The Skeletal Dynamics Headless Compression Screw System is intended for fixation of osseous fragments or fractures, arthrodesis of small joints, and osteotomies, with the appropriately sized screw. Examples include: Scaphoid fractures, lunate fractures, capitate fractures, trapezial fractures, metacarpal and metatarsal fractures, phalangeal fractures, radial head fractures, ulnar styloid fractures, osteo-chondral fractures, small joint fusions, carpal fractures and non-unions, capitellum fractures, distal radius fractures, humeral head fractures, glenoid fractures, intercarpal fusions, interphalangeal fractures, metatarsal osteotomies, tarsal fusions, malleolar fractures, patellar fractures, odontoid fractures, and mandibular fractures.

The Skeletal Dynamics Headless Compression Screw System consists of 2.5mm and 3.5mm cannulated titanium screws and specialized instrumentation. The 2.5mm screw is available in 7 length configurations between 12mm - 24mm, with increments of 2mm. The 3.5mm screw is available in 7 length configurations between 14mm - 26mm, with increments of 2mm. The system is provided non-sterile and is sterilized in the user facility.

The provided 510(k) summary for the Skeletal Dynamics Headless Compression Screw System describes a medical device (bone screw), not an AI/ML powered device or diagnostic software. Therefore, many of the requested criteria, such as "number of experts used to establish ground truth," "adjudication method," "MRMC study," and "training set sample size," are not applicable to this type of device and submission.

The acceptance criteria and study described pertain to proving substantial equivalence to a predicate device based on mechanical performance.

Here's a breakdown of the available information:

1. Acceptance Criteria and Reported Device Performance:

2. Sample Size Used for the Test Set and Data Provenance:

• Sample Size: Not explicitly stated. The document mentions "Preclinical compressive force testing," implying a laboratory-based study on physical samples of the screws.
• Data Provenance: The data is generated from preclinical, laboratory-based mechanical testing of the device itself. This is not patient data from a specific country, nor is it retrospective or prospective in the clinical sense.

3. Number of Experts Used to Establish the Ground Truth for the Test Set and Qualifications of Those Experts:

• Not Applicable. For a medical device like a bone screw, "ground truth" is typically defined by engineering specifications and material properties, validated through standardized mechanical testing methods, rather than expert interpretation of data.

4. Adjudication Method for the Test Set:

• Not Applicable.
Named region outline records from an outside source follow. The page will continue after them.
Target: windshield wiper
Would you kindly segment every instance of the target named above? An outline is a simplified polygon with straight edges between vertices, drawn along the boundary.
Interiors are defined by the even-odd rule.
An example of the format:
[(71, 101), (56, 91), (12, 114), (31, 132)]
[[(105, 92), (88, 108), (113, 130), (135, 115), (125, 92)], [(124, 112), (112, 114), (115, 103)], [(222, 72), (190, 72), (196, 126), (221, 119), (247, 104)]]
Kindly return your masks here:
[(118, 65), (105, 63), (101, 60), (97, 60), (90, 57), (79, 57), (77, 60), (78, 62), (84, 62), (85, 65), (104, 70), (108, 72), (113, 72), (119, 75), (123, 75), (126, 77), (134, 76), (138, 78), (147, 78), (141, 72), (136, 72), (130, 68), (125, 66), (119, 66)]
Adjudication methods are typically used in studies involving human interpretation or subjective assessments, which is not the case for mechanical performance testing of bone screws.

5. If a Multi-Reader Multi-Case (MRMC) Comparative Effectiveness Study Was Done, If So, What Was the Effect Size of How Much Human Readers Improve with AI vs Without AI Assistance:

• Not Applicable. This is a hardware medical device; it does not involve human readers or AI assistance.

6. If a Standalone (i.e., algorithm only without human-in-the-loop performance) Was Done:

• Not Applicable. This is a hardware medical device; there is no algorithm involved.

7. The Type of Ground Truth Used:

• The "ground truth" for this type of device is the mechanical performance (e.g., compressive strength) of the screws as measured in a laboratory setting, compared against a predicate device. This is based on engineering specifications and established mechanical testing standards, not expert consensus, pathology, or outcomes data in a clinical sense.

8. The Sample Size for the Training Set:

• Not Applicable. There is no "training set" as this is not an AI/ML device.

9. How the Ground Truth for the Training Set Was Established:

• Not Applicable. There is no "training set" or corresponding ground truth establishment process for this type of device.